Not willing to cede any ground, Obama's likely GOP rival, Mitt Romney, has also asked Congress to temporarily extend the lower rates. Congressional Republicans say they too support keeping students' interest rates low.

That apparent agreement on the overall goal is not stopping either side from seeking political advantage.

"Republicans in Congress have voted against new ways to make college more affordable for middle-class families, even while they're voting for huge tax cuts for millionaires and billionaires," Obama told college reporters Tuesday by telephone as he flew aboard Air Force One from North Carolina to Colorado, where he addressed university audiences on the subject.

Republicans trained their fire on Democrats' plan to finance the bill by making it harder for owners of smaller, privately owned companies called S corporations to avoid paying Social Security and Medicare payroll taxes on some of their income.

The proposal would apply to such companies with incomes exceeding $250,000 and whose revenues come mostly from the work of three or fewer owners. The higher payroll taxes would also be required for some law firms, doctors' practices and other professional services partnerships.

"The proposal they're talking about is a dream world," Rep. Rob Bishop, R-Utah, said of the payroll taxes.

Senate Democratic aides said their bill would pay for itself with around $6 billion in extra Medicare taxes that would be collected over the next decade from the private companies.

That money would normally go to a Medicare trust fund for financing the hospital care the program provides its elderly recipients. Democrats said their payroll tax language would also raise $3 billion in new Social Security revenue, but that money would go to Social Security's trust fund and not be used to pay for the student loan legislation.

The episode was also testing congressional Republicans' willingness to stand with Romney on issues.

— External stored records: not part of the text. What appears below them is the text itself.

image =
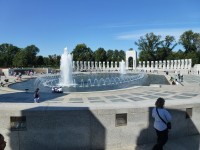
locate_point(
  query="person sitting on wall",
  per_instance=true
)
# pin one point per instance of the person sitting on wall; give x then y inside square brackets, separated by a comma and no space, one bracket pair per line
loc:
[177,83]
[2,85]
[57,89]
[2,142]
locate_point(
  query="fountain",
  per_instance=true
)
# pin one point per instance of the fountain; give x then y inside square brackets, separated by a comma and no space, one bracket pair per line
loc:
[66,69]
[122,67]
[85,82]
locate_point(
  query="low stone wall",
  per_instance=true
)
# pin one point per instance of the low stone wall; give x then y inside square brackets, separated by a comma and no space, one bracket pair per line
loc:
[55,127]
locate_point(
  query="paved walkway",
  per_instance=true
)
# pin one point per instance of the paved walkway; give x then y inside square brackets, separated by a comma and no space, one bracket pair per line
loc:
[189,92]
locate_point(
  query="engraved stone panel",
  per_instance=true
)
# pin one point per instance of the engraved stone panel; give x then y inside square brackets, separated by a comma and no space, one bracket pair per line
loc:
[121,119]
[18,123]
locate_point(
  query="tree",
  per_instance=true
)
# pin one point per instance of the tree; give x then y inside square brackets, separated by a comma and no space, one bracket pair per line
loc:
[100,54]
[109,55]
[121,55]
[148,45]
[30,52]
[167,45]
[39,61]
[82,53]
[20,59]
[7,54]
[190,41]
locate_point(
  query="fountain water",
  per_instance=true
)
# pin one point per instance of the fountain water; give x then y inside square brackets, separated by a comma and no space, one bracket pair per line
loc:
[66,69]
[122,67]
[84,82]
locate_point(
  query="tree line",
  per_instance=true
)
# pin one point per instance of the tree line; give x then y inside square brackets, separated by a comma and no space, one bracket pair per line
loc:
[151,48]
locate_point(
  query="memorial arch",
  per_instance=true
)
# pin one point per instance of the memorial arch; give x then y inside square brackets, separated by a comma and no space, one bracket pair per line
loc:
[131,55]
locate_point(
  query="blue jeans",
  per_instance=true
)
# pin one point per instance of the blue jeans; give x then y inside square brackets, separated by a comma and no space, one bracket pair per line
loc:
[162,137]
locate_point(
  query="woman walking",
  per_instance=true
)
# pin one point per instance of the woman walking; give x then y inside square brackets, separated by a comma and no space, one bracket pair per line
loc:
[162,117]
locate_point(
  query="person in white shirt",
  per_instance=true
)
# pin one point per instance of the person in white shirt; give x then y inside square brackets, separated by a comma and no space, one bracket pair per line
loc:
[160,125]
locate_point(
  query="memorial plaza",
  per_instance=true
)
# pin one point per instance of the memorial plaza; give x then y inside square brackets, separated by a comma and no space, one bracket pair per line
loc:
[91,120]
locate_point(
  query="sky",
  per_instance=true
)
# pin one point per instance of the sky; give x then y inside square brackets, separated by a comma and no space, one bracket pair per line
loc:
[52,25]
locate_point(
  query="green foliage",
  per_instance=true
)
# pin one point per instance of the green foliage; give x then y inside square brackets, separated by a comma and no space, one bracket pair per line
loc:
[82,52]
[151,48]
[190,41]
[148,46]
[100,55]
[7,54]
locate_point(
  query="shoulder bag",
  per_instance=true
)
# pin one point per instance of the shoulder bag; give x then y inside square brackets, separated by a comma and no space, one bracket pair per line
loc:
[169,126]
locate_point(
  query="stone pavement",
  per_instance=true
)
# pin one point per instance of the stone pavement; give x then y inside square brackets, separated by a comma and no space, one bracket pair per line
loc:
[188,92]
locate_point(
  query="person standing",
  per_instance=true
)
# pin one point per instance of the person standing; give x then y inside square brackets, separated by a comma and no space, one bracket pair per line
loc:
[36,96]
[160,125]
[2,142]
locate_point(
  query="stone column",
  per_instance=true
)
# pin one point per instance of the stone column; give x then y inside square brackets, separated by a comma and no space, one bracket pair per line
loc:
[175,64]
[182,64]
[92,64]
[111,65]
[148,65]
[168,64]
[143,65]
[179,64]
[77,66]
[164,64]
[160,64]
[172,64]
[140,65]
[73,65]
[189,63]
[107,65]
[89,67]
[96,67]
[152,65]
[186,64]
[116,65]
[104,65]
[100,67]
[156,64]
[85,65]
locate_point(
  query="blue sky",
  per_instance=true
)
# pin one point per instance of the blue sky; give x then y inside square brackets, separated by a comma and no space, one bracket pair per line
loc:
[52,25]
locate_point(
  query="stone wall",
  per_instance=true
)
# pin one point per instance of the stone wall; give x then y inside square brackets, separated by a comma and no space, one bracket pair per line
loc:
[50,127]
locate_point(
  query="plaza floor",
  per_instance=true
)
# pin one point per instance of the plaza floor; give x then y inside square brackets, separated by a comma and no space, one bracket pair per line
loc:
[188,92]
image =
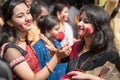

Sen. Pat Toomey, R-Pa., a tea party-supported freshman, would not commit to supporting the overall bill, saying he wanted to study it.

Asked if Romney's endorsement of keeping interest rates low would sway him, Toomey said: "I'm aware of that. We all make our own decisions."

The Obama administration says a doubling of interest rates would cost the average student more than $1,000 over the life of the loan.